Monday 4 June 2012

Making Konsole the Default Terminal in Linux Mint 12

Last week I upgraded from Ubuntu 11.04 (Natty Narwhal) to Linux Mint 12 (Lisa). One thing that bothered me in Lisa was the lack of ability to select a terminal in the Preferred Applications settings; something that was available in Natty. My preference is to use Gnome Classic and to have Konsole as my default terminal.
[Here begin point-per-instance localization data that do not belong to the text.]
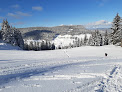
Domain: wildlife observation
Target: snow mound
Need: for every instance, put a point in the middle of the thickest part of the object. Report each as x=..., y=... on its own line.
x=6, y=46
x=113, y=83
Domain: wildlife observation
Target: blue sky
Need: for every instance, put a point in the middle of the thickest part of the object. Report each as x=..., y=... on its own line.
x=29, y=13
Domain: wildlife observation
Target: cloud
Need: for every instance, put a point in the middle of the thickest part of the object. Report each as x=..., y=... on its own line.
x=15, y=6
x=18, y=15
x=1, y=17
x=17, y=23
x=99, y=24
x=37, y=8
x=13, y=15
x=102, y=2
x=23, y=14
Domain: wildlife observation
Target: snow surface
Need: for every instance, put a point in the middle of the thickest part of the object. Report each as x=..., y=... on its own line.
x=5, y=46
x=66, y=40
x=83, y=69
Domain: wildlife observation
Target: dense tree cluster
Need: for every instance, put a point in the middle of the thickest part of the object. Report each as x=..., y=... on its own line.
x=11, y=35
x=116, y=35
x=38, y=45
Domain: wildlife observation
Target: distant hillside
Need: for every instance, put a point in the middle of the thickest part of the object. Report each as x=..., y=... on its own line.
x=49, y=33
x=6, y=46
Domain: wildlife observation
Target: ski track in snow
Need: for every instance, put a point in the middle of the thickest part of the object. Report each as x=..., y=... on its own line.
x=74, y=71
x=26, y=70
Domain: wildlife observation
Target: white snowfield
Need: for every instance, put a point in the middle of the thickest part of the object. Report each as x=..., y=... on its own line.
x=83, y=69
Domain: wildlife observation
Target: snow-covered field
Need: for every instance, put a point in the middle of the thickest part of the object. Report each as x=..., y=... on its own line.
x=83, y=69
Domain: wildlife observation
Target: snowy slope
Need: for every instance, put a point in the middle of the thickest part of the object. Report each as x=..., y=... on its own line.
x=83, y=69
x=5, y=46
x=66, y=40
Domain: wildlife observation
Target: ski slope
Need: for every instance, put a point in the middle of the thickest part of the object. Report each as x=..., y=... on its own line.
x=83, y=69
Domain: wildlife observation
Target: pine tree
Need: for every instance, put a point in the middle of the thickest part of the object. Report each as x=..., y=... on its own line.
x=106, y=39
x=85, y=40
x=116, y=27
x=11, y=35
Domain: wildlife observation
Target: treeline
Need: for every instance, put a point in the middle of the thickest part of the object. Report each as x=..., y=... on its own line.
x=38, y=45
x=13, y=36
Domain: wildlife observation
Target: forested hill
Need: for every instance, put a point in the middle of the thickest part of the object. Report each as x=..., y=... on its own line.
x=49, y=33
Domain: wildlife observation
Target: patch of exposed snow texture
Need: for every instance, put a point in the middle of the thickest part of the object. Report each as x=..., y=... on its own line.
x=83, y=69
x=65, y=40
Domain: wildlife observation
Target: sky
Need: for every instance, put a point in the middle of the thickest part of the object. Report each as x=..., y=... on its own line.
x=48, y=13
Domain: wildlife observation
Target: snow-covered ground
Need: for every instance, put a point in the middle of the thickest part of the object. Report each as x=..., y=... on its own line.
x=83, y=69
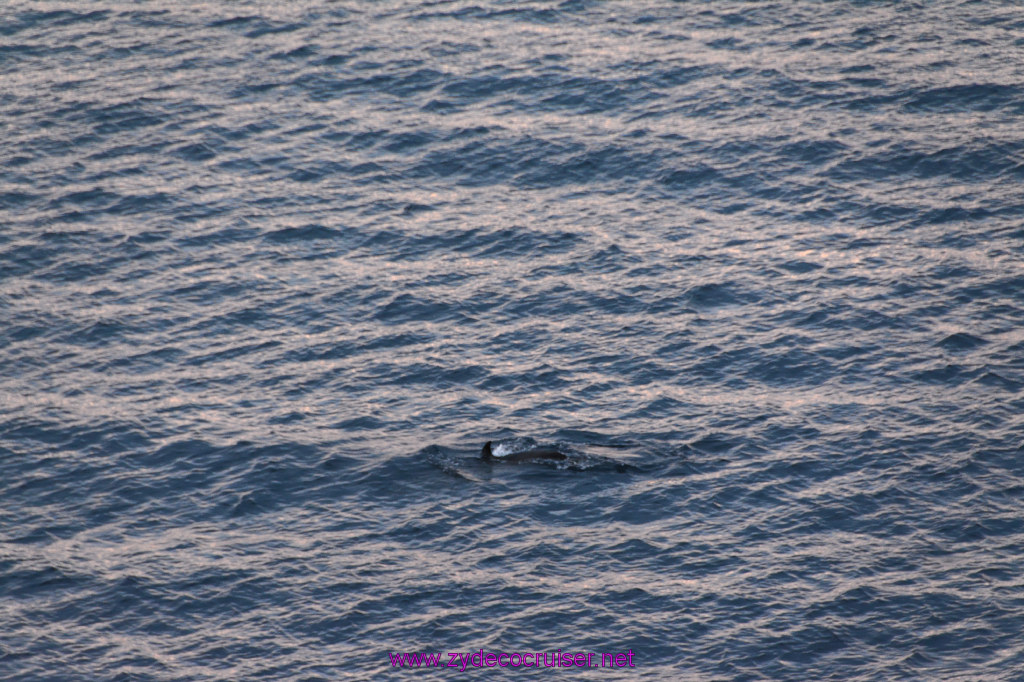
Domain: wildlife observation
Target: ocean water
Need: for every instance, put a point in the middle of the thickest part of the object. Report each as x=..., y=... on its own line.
x=271, y=274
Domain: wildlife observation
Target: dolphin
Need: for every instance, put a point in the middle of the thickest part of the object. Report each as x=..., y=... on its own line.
x=532, y=455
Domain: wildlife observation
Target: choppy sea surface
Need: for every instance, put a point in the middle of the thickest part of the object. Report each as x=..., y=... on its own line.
x=271, y=273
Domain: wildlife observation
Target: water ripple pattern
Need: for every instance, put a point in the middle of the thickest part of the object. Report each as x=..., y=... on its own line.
x=271, y=273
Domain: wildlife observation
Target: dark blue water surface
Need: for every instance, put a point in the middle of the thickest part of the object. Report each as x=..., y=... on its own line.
x=271, y=273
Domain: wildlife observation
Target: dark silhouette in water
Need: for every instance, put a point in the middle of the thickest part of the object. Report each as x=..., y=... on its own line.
x=532, y=455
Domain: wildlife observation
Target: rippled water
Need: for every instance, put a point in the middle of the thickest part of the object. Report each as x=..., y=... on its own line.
x=271, y=273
Although not explicitly available in the settings, setting a preferred terminal was not as difficult as I thought it would be. Gnome uses GConf2 to handle these kind of settings. Using the gconf-editor on Natty, I could see that there was a setting entry for a terminal at /desktop/gnome/applications/terminal


On disk, this setting is stored in

~/.gconf/desktop/gnome/applications/terminal/%gconf.xml

In Lisa, there is no path to this file on disk, so lets sort that out. First install konsole, or your terminal of choice

sudo apt-get install konsole

Find the location of the konsole command. This is needed below:


noel@behemoth ~ $ which konsole
/usr/bin/konsole

Now create the setting

mkdir -p ~/.gconf/desktop/gnome/applications/terminal/
vim ~/.gconf/desktop/gnome/applications/terminal/%gconf.xml


In Vim, paste in the following text and save (:wq). 

<?xml version="1.0"?>
<gconf>
  <entry name="exec" mtime="1337527678" type="string">
    <stringvalue>/usr/bin/konsole</stringvalue>
  </entry>
  <entry name="exec_arg" mtime="1336942220" type="string">
    <stringvalue>-e</stringvalue>
  </entry>
</gconf>

With that in place, you should see your favorite terminal used with the Launch Terminal keyboard binding:

System Settings > Keyboard > Shortcuts 


Within Nautilus, the "Open in terminal" still launches the Gnome terminal. I suspect this is because Nautilus is a compiled dependency.